In three of the five subject areas in which students are tested on K-PREP, students in the poverty gap group at Pilot View did better than those not in the group, Jenkins said.
“So that’s why our gap is where it’s at – because there’s not a designation, there’s not a difference really,” he said.
Third-grade teacher Tonya Duncan said certified and classified staff at Pilot View have the same high expectations for all students.
“We understand that there are circumstances in these children’s lives that may affect some things, but we don’t allow excuses, we do not let that cripple them,” she said. “We make sure that they are getting the same education as every student.”
About half of the middle school students at Auburn Elementary fit in at least one gap group, Ward said.
“That’s why we don’t focus on targeting gap students,” he said. “We target them all, which really is the best thing to do for all students, I think.”
Schools that focus on raising achievement for all students with supports and interventions based on individual need have the best results with students who are part of gap groups, said Claude Christian, coordinator of the Commissioner’s Raising Achievement/Closing Gaps Council at the Kentucky Department of Education.
“If you address the needs of all your students, that’s the easiest way to close a gap,” he said. “Everything that we’ve done that has been successful points right back in that direction.”
The council produced 10 recommendations in 2011 to help schools and districts close their achievement gaps, Christian said. Each school has to work with its own students to find the solution to closing its gaps because gaps will vary from school to school, he said.

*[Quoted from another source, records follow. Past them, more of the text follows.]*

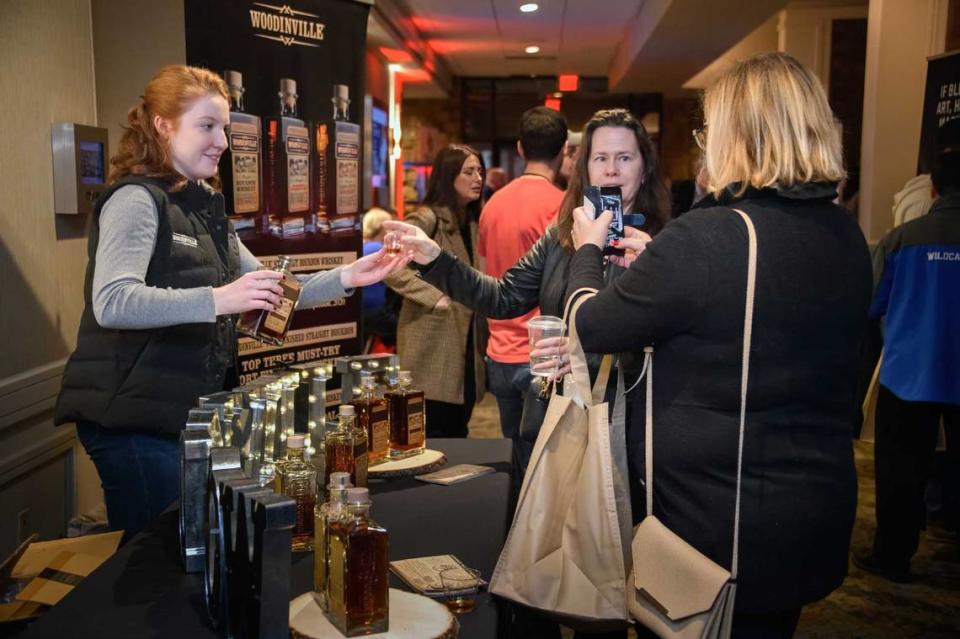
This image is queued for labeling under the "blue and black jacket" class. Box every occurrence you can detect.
[870,192,960,404]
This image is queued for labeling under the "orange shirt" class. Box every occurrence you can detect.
[477,175,563,364]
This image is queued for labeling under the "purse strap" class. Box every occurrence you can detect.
[643,209,757,580]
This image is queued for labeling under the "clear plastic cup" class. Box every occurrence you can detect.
[527,315,563,377]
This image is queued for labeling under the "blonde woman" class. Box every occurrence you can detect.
[568,53,871,639]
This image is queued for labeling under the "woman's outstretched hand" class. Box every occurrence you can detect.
[383,220,440,266]
[340,247,413,288]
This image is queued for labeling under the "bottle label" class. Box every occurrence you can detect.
[287,126,310,213]
[334,122,360,215]
[263,276,300,334]
[407,397,424,446]
[370,404,390,454]
[327,531,347,611]
[230,120,260,214]
[353,444,370,488]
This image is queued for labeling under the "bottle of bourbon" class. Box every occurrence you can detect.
[237,255,300,346]
[264,78,314,238]
[384,371,427,459]
[219,71,263,231]
[327,488,389,637]
[280,435,317,551]
[350,373,390,466]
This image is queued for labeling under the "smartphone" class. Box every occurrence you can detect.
[583,186,624,255]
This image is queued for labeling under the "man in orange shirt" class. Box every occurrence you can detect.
[477,106,567,456]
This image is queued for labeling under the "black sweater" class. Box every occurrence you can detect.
[568,184,871,612]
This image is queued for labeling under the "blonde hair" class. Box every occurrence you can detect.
[363,206,393,240]
[703,53,845,196]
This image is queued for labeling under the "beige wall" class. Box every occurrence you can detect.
[860,0,947,244]
[92,0,187,151]
[0,0,99,555]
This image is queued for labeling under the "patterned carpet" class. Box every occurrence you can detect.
[470,394,960,639]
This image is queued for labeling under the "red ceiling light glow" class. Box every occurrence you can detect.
[557,73,580,91]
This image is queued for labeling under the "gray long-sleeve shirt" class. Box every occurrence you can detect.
[93,185,353,329]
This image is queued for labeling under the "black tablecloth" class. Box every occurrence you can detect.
[22,439,511,639]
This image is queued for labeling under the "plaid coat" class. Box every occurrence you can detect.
[385,207,487,404]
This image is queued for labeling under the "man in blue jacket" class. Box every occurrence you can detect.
[853,147,960,582]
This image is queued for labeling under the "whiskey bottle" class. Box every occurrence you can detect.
[313,473,351,610]
[327,488,389,637]
[280,435,317,551]
[264,78,313,238]
[384,371,427,459]
[323,404,356,486]
[330,84,360,231]
[350,406,370,488]
[310,122,330,233]
[350,373,390,466]
[237,255,301,346]
[219,71,263,231]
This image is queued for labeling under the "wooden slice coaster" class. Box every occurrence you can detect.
[290,588,460,639]
[367,448,447,479]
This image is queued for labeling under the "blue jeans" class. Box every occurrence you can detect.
[486,357,533,476]
[77,423,180,541]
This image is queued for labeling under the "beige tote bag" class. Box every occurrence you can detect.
[490,289,631,622]
[628,209,757,639]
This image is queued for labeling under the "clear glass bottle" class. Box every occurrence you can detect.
[330,84,360,232]
[384,371,427,459]
[219,71,263,231]
[327,488,389,637]
[313,473,352,610]
[264,78,313,238]
[323,404,356,486]
[279,435,317,551]
[237,255,301,346]
[350,406,370,488]
[350,373,390,466]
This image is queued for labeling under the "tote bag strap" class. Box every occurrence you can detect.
[563,287,597,406]
[643,209,757,580]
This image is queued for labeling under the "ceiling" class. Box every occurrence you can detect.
[406,0,644,76]
[370,0,804,95]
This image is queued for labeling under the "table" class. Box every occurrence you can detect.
[22,439,511,639]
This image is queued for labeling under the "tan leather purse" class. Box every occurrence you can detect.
[627,209,757,639]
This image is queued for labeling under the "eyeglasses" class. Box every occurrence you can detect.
[691,126,707,151]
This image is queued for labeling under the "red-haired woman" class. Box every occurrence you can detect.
[56,65,407,537]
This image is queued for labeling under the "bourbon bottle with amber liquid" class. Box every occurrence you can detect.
[327,488,389,637]
[313,473,351,610]
[263,78,314,238]
[280,435,317,551]
[350,373,390,466]
[384,371,427,459]
[323,404,356,486]
[237,255,301,346]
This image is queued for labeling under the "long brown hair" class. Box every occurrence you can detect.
[110,64,230,190]
[557,109,670,251]
[423,144,487,224]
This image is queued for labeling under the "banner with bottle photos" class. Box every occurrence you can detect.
[917,52,960,173]
[184,0,370,383]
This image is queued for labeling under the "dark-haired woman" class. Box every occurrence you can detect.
[56,65,408,537]
[384,144,486,437]
[384,109,670,450]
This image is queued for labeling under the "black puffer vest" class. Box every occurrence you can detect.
[55,177,240,434]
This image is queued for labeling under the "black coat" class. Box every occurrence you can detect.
[569,184,871,612]
[54,177,240,435]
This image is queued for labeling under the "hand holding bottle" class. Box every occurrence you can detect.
[340,248,412,289]
[213,270,283,315]
[383,220,440,265]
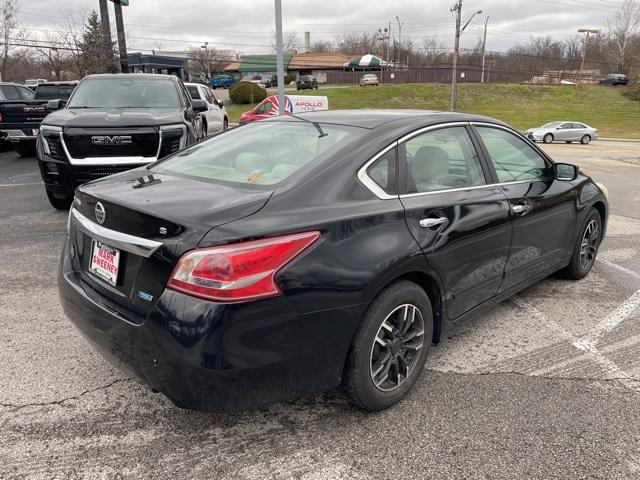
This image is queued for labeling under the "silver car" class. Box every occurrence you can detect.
[524,122,598,145]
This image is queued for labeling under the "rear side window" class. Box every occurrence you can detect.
[152,122,362,185]
[404,127,486,193]
[367,148,396,195]
[476,127,552,183]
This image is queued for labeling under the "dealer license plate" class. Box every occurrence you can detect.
[89,240,120,287]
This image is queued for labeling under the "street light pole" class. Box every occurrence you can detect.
[480,15,489,83]
[449,0,482,112]
[578,28,600,82]
[396,15,404,63]
[275,0,286,115]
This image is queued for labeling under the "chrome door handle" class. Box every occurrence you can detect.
[511,204,529,214]
[420,217,449,228]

“We have to make sure that we’re closing gaps. We make sure that we’re closing gaps by making sure that we’re looking at the needs of the students that are showing up in the gaps identified by the test scores,” Christian said. “But there’s not a gap curriculum.”
Pilot View and Auburn elementaries, which both also had achievement scores among the top in the state, said they offer all students a variety of enrichments and interventions when needed.
Student in kindergarten through 3rd grade at Pilot View receive an extra 30 minutes three days per week to focus on reading and mathematics, and every adult in the building, except intermediate teachers, leads one of the groups, Jenkins said.
“If they’re not ready by 3rd grade, we don’t want to send them on to 4th grade unless they’re firing on all cylinders,” he said.
Fifth-grade teacher Ninya Sallee said her highest-level readers work with a former high school teacher three days a week. Jenkins said the school uses Title I money to pay for three retired teachers to work with students three days a week.
Sallee said she still feels blessed to work at the school even after 30 years.
“At this school, every moment with the students is intentional and aligned with the standards. With that, you use common sense. If something doesn’t work, you find a strategy that does. You have to have fun along the way.”
At Auburn, each teacher focuses on each student every day and can immediately place where each student is academically by using formative assessments in every lesson, Ward said.
“Intervention doesn’t have to happen in a separate class – it can happen right on the spot,” he said. “Intervention’s not a class – it’s part of every lesson.”
But the school does use many intervention techniques. Those include:
Discovery Education assessments (formerly ThinkLink)
STAR Enterprise, which includes Accelerated Reader
About 25 percent of the school’s 241 students participate in some sort of intervention during the year, Ward said.
Special education teacher Krystal Martin said the school also has students set goals, break down standards with “I can” statements, set learning targets and allow students to prove mastery in a variety of ways even after taking a formative assessment.
Pilot View and Auburn elementaries sound like they are taking the necessary steps to close their achievement gaps, Christian said.
“When a teacher stops teaching the class and starts teaching each student, the gap will close,” he said. “We advocate teaching to the needs of all students.”